Seaside looks at paid parking downtown
Published 1:16 pm Thursday, February 25, 2021
- Broadway in Seaside, about a block from the Seaside Civic and Convention Center.
Dozens of beach towns have effectively managed parking inventory and captured revenue with a seasonal paid parking program, businessman Adam Israel told the City Council in February.
“I think it would be a great fit, a great solution for downtown,” he said. “The long-term goal would be to build a second- or third-level parking structure, and use those funds to help pay for that parking structure.”
The system works with an app, Passport Parking, now used in a 40-space parking lot on Avenue A next to the Elks Lodge.
Seaside Park ‘n’ Pay LLC would manage the 225-space parking lot adjacent to the Seaside Civic and Convention Center. The paid parking season could run from March through October. Proposed rates are $1 per hour Monday through Thursday and $2 per hour on weekends.
Enforcement, conducted by Seaside Park ‘n’ Pay, would be 8 a.m. to 9 p.m.
“I thought this might be something that might help the town,” Israel said. “We wouldn’t even have had this conversation 15 years ago, because the technology really didn’t exist and we’d be looking at putting in meters, and that wouldn’t be very cost effective.”
Benefits, Israel said, include an easy payment method, an ability to refill the meter remotely and alerts when a session is about to end. Users would download the app, create an account, park anywhere there is a Park ‘n’ Pay sign and pay for parking sessions by phone.
Management would receive a fee of 20%. Seaside Park ‘n’ Pay would donate up to 5% of that income back to the community for improvements. Israel said he estimated annual gross revenue of $853,000 and net revenue to Seaside of more than $600,000.
Seaside Park ‘n’ Pay would do staffing, enforcement, signage, user interaction and other management tasks, he said.

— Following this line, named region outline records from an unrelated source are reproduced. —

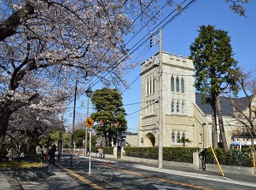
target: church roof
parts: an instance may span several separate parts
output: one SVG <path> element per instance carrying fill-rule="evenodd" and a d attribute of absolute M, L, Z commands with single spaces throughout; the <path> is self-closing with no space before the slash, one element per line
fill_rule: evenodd
<path fill-rule="evenodd" d="M 223 116 L 232 116 L 232 112 L 235 111 L 233 107 L 230 105 L 230 98 L 220 96 L 221 108 Z M 248 98 L 242 97 L 238 99 L 233 99 L 236 107 L 241 109 L 246 109 L 248 104 Z M 202 94 L 195 93 L 195 103 L 201 109 L 201 111 L 207 115 L 212 115 L 212 107 L 210 104 L 202 104 Z"/>

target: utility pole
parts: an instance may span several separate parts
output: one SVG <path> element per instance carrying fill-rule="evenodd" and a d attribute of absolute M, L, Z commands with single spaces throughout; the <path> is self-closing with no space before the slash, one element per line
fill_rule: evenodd
<path fill-rule="evenodd" d="M 76 81 L 75 81 L 75 91 L 74 91 L 74 100 L 73 100 L 73 127 L 72 127 L 72 135 L 71 135 L 70 167 L 73 166 L 73 141 L 74 141 L 74 124 L 75 124 L 75 119 L 76 119 L 77 89 L 78 89 L 78 78 L 76 78 Z"/>
<path fill-rule="evenodd" d="M 158 168 L 163 167 L 163 64 L 162 64 L 162 29 L 159 30 L 159 135 L 158 135 Z"/>
<path fill-rule="evenodd" d="M 67 73 L 67 66 L 64 66 L 64 76 L 62 81 L 62 95 L 65 94 L 65 85 L 66 85 L 66 73 Z M 61 153 L 63 153 L 63 129 L 64 129 L 64 106 L 65 101 L 62 103 L 62 111 L 61 111 L 61 124 L 60 126 L 60 139 L 58 141 L 58 160 L 61 159 Z"/>
<path fill-rule="evenodd" d="M 86 113 L 86 118 L 89 118 L 89 97 L 87 97 L 87 113 Z M 84 154 L 85 154 L 84 156 L 87 155 L 87 127 L 85 127 Z"/>

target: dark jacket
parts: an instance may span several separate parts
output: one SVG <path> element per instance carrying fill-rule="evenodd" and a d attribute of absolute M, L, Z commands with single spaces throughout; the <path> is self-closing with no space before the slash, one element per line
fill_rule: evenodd
<path fill-rule="evenodd" d="M 55 156 L 55 152 L 56 152 L 56 147 L 53 145 L 53 146 L 51 147 L 51 148 L 49 149 L 48 154 L 49 154 L 49 156 Z"/>

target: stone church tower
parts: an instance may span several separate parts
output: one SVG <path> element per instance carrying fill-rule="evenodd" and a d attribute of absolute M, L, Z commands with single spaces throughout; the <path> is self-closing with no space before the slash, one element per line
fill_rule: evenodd
<path fill-rule="evenodd" d="M 145 60 L 141 66 L 142 103 L 137 146 L 157 147 L 159 129 L 161 128 L 163 147 L 182 147 L 183 144 L 178 140 L 183 137 L 191 141 L 186 143 L 186 147 L 209 147 L 212 144 L 212 107 L 202 104 L 201 94 L 195 93 L 192 60 L 188 57 L 162 52 L 161 66 L 159 63 L 159 53 Z M 162 107 L 159 104 L 160 101 Z M 234 118 L 234 107 L 230 101 L 229 98 L 221 97 L 228 146 L 231 146 L 236 141 L 248 141 L 234 135 L 241 124 Z M 243 98 L 233 101 L 245 101 Z M 255 101 L 253 99 L 253 102 Z M 247 112 L 247 107 L 244 108 Z M 217 130 L 218 142 L 220 142 L 218 126 Z"/>
<path fill-rule="evenodd" d="M 142 64 L 139 143 L 154 147 L 158 143 L 158 100 L 163 101 L 163 146 L 180 146 L 182 137 L 194 140 L 195 68 L 192 60 L 162 52 L 162 97 L 160 97 L 159 55 Z"/>
<path fill-rule="evenodd" d="M 141 112 L 137 133 L 138 147 L 157 147 L 159 128 L 162 127 L 163 147 L 182 147 L 183 137 L 191 141 L 186 147 L 209 147 L 212 144 L 212 108 L 201 104 L 201 95 L 195 93 L 195 68 L 191 60 L 162 52 L 142 64 Z M 162 83 L 160 76 L 162 72 Z M 161 85 L 161 86 L 160 86 Z M 162 89 L 160 93 L 160 89 Z M 162 97 L 160 95 L 162 94 Z M 159 105 L 162 101 L 162 108 Z M 234 141 L 237 121 L 232 117 L 230 100 L 221 97 L 223 118 L 228 146 Z M 160 114 L 162 126 L 160 126 Z M 218 126 L 218 142 L 221 141 Z M 238 141 L 238 140 L 237 140 Z"/>

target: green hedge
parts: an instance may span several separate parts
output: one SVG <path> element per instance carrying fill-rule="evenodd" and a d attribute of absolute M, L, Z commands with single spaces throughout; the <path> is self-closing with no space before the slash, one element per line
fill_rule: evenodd
<path fill-rule="evenodd" d="M 207 148 L 207 163 L 216 163 L 211 148 Z M 214 152 L 220 164 L 241 165 L 246 167 L 253 166 L 253 155 L 251 147 L 242 148 L 241 150 L 233 148 L 230 149 L 226 156 L 224 154 L 223 148 L 217 148 L 214 150 Z"/>
<path fill-rule="evenodd" d="M 163 159 L 176 162 L 193 163 L 193 153 L 199 147 L 163 147 Z M 158 159 L 158 147 L 125 147 L 125 156 Z"/>
<path fill-rule="evenodd" d="M 113 154 L 113 147 L 91 147 L 91 153 L 98 153 L 98 149 L 102 148 L 103 149 L 104 154 Z"/>

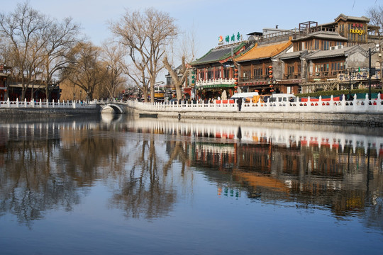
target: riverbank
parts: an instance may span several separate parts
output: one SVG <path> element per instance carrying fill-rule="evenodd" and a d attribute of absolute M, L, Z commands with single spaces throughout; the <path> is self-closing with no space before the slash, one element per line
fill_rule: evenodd
<path fill-rule="evenodd" d="M 99 108 L 0 108 L 1 116 L 70 116 L 87 114 L 99 114 Z"/>
<path fill-rule="evenodd" d="M 153 113 L 152 111 L 132 109 L 132 113 Z M 260 122 L 304 123 L 383 127 L 383 113 L 249 113 L 249 112 L 192 112 L 157 111 L 158 118 L 220 119 Z"/>

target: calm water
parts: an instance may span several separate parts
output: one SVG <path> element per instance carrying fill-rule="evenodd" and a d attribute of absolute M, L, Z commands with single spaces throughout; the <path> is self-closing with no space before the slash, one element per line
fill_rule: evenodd
<path fill-rule="evenodd" d="M 1 254 L 381 254 L 382 129 L 0 123 Z"/>

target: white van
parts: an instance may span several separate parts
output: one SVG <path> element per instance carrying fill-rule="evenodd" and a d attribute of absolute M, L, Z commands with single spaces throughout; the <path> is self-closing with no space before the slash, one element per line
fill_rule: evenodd
<path fill-rule="evenodd" d="M 272 103 L 281 103 L 283 105 L 284 105 L 286 103 L 294 103 L 294 102 L 296 102 L 296 96 L 295 96 L 293 94 L 274 94 L 272 96 L 269 98 L 270 102 Z"/>
<path fill-rule="evenodd" d="M 259 96 L 258 92 L 243 92 L 243 93 L 236 93 L 233 95 L 230 99 L 238 99 L 238 98 L 252 98 L 254 96 Z"/>

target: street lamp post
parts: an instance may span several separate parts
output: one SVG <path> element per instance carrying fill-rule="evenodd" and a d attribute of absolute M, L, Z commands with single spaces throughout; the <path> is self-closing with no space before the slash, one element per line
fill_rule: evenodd
<path fill-rule="evenodd" d="M 351 100 L 351 68 L 348 69 L 348 100 Z"/>
<path fill-rule="evenodd" d="M 371 48 L 368 48 L 368 99 L 371 100 Z"/>

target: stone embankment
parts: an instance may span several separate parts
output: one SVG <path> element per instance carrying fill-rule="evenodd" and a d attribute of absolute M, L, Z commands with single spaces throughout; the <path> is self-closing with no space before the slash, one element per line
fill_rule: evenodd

Israel would test the concept in a 26-week pilot program from May to October.
The idea of paid parking in Seaside is not new.
“According to my research, the city center parking lot was an idea proposed and pursued by the merchants in the late ‘80s, early ‘90s because they needed more parking to provide customer convenience hoping to result in increased business in the downtown core,” City Councilor Tita Montero said. “Since that time, merchants have repeatedly indicated the need for increased parking in the downtown core.”
In 2002, the City Council opted to use a shuttle service through the Sunset Empire Transportation District rather than institute paid parking downtown.
When the convention center discussed its $15 million expansion plan in 2015, a parking structure was among the items proposed, at an additional cost of $6 million. The lot would have cost the city $200,000 for 30 years. The expansion, completed in 2019, did not include the parking structure component.
Before Israel’s presentation, Montero sought a City Council discussion on whether such an initiative should be considered.
“If the decision were to turn the lot into paid parking, the city would then consider whether to self-manage or put out an RFP (request for proposal) for management,” Montero said. “It is inappropriate for the council to now listen to a sales pitch business proposal that infers that such a decision has been made or that such action is being considered.”
She asked that the item be removed from the agenda until the council followed “appropriate and due process that determines whether such a proposal is in order.”
While Montero’s suggestion to table the presentation was unsuccessful, city councilors reserved comment on the paid parking plan.
“At this point we have your presentation and proposal,” Mayor Jay Barber told Israel. “We’ll make sure we bring that to our goals group when we meet.”